That's a great question, and a very complicated one. I don't actually pretend to have all the answers, but I'll give you a couple of examples that you might find interesting.
If you have a million plays of one of your songs on Rhapsody, for instance, that will get you $11,000. That's a million plays—an extraordinary amount, a bona fide hit. Then we go down to YouTube, where a million plays gets you a whopping $1,750. This is assuming you wrote the song yourself. If you co-wrote it, then you actually get half that amount.
The problem we're seeing is that these massive, massive global companies are coming in, and basically they're start-ups. They talk to the labels, and the labels licence their entire catalogue, because that's how the service works. If you can't get all the songs, no one will want to use the service. So they licence the entire catalogue, and then there are the provisions where a company like that, if they licence the entire catalogue, doesn't actually have to share the revenue stream, because it's licensed for them as a whole, so a lot of artists don't participate in that at all.
We also have a problem with how they divide up the amount the record labels get and the amount the publisher or the creator side of it gets. We find that we're not participating in this conversation at all when these companies are starting up and they're being allowed to do business.

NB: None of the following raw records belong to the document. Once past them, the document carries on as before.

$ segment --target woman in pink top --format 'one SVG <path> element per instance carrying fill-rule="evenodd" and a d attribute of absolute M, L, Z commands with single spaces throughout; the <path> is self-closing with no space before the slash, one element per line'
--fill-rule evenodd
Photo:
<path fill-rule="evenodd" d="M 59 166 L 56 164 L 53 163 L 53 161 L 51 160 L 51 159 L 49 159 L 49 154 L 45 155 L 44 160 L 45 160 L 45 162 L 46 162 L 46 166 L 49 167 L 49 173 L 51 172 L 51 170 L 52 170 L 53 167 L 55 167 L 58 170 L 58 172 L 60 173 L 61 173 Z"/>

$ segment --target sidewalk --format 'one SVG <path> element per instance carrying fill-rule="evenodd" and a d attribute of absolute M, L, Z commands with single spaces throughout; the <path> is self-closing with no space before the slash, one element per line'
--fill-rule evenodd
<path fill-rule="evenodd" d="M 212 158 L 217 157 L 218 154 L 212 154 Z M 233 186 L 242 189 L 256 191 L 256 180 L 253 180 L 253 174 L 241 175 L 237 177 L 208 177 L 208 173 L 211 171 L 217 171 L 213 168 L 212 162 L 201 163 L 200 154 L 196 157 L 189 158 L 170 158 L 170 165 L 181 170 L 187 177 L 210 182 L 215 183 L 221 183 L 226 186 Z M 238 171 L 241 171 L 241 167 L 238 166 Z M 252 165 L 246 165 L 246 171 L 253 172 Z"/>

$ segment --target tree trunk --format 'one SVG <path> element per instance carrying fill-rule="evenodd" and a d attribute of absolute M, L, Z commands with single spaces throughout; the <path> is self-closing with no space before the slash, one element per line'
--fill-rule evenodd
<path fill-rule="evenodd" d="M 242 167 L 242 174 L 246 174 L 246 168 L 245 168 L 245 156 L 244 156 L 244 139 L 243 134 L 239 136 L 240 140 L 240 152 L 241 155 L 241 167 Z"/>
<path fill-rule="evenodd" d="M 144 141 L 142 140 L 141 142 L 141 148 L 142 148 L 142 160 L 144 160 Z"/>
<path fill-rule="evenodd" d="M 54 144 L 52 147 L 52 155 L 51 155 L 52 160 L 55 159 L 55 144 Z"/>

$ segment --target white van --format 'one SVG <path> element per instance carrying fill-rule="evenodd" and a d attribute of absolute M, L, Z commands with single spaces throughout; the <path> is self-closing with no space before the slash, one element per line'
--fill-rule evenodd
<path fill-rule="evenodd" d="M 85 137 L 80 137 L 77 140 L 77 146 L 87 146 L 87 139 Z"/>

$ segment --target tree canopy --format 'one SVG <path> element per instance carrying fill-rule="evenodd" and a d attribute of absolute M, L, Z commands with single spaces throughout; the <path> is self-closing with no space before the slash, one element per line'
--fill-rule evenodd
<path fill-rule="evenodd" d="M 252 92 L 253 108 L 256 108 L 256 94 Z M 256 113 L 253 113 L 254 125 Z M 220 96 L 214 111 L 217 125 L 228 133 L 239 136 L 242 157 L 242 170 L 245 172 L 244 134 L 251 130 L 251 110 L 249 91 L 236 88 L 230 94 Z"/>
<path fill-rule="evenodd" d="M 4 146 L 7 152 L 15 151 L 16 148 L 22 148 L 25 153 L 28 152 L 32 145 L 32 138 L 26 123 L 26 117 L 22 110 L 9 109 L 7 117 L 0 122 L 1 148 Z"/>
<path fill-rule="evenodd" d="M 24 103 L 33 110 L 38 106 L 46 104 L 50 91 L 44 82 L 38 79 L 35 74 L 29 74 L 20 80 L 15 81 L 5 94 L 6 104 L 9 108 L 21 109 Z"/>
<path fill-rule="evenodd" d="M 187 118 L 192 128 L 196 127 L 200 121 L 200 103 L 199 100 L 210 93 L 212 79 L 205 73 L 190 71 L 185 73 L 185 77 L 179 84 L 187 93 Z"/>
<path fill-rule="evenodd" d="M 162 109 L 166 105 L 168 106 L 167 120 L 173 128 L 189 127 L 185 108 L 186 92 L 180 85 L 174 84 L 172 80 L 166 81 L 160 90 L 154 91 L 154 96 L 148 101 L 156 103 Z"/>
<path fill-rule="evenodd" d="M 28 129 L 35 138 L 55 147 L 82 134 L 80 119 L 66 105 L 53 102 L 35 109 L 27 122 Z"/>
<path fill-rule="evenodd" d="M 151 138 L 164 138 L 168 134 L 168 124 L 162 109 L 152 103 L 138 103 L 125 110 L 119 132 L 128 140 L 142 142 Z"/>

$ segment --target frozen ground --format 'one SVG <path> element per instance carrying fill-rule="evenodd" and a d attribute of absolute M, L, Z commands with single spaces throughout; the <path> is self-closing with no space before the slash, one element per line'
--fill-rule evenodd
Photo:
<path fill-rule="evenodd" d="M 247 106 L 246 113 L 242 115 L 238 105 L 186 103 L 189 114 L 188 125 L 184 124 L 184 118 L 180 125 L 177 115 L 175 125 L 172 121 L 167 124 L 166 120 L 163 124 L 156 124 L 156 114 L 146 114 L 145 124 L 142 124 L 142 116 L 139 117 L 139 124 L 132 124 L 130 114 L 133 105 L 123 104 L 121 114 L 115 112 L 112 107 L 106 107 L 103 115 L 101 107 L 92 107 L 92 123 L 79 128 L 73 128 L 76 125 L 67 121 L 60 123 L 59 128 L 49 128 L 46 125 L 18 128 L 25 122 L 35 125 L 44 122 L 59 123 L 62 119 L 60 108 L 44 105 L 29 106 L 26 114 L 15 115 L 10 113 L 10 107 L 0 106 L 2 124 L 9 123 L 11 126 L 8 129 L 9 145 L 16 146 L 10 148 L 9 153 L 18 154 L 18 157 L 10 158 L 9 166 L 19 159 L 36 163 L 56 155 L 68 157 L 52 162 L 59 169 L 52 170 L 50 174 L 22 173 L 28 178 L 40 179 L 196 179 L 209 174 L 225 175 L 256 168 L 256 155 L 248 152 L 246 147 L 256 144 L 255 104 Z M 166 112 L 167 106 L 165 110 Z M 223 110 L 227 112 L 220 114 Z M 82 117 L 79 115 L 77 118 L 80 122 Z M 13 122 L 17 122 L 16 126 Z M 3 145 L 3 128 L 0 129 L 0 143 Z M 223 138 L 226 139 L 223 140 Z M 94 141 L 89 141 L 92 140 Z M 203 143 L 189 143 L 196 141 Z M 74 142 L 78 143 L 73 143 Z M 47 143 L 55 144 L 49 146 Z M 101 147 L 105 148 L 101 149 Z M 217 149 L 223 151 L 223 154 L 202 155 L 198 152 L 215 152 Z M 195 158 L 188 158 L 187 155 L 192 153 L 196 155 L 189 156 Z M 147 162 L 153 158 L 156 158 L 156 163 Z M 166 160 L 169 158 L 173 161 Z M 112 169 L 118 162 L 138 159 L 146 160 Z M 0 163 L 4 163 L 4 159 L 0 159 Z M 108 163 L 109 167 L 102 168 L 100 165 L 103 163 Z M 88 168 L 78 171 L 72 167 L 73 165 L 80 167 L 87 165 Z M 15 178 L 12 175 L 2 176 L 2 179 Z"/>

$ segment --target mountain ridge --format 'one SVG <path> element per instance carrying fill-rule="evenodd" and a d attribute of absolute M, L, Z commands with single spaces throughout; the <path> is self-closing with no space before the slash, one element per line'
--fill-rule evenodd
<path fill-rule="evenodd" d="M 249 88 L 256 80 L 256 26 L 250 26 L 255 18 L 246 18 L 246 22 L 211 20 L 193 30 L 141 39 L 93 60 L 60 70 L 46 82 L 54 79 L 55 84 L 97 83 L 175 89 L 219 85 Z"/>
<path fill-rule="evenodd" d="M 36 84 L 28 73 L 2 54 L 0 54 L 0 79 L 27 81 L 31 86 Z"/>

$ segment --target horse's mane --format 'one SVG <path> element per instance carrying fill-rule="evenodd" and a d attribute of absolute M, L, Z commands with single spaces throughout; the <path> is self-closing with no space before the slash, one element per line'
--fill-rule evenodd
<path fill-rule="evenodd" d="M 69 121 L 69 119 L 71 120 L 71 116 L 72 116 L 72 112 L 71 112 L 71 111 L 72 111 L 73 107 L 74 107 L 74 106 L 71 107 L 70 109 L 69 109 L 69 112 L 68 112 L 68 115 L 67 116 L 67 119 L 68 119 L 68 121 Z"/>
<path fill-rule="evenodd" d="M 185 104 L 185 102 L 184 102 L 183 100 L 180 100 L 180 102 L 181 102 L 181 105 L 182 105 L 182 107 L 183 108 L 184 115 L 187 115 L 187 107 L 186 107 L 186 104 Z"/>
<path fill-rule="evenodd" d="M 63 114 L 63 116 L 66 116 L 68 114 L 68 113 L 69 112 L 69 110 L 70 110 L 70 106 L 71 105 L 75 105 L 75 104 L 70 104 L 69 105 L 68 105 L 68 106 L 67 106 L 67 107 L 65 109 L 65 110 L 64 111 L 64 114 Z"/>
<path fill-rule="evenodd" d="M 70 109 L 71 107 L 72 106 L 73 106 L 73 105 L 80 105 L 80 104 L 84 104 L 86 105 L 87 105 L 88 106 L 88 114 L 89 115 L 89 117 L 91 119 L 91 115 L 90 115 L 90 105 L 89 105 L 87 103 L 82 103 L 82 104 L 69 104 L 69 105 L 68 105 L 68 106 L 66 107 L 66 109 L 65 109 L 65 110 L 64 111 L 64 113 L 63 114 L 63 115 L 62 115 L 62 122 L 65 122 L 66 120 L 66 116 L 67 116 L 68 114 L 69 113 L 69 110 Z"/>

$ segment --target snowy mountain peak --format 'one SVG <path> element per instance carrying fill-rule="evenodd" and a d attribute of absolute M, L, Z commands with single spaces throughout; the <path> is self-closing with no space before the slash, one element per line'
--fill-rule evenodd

It's increasingly looking like it's really just not possible for us to function in this environment. There have been a lot of questions on whether there needs to be more regulation on this business or more cooperation with the government. Essentially they're a tech company, and arguably a telecommunications company.
There are a lot of challenges. Right now we just want to bring light to the issue. It's time to have some serious discussions about this, because this type of activity could be the collapse of the creator side of the business. It's very dire.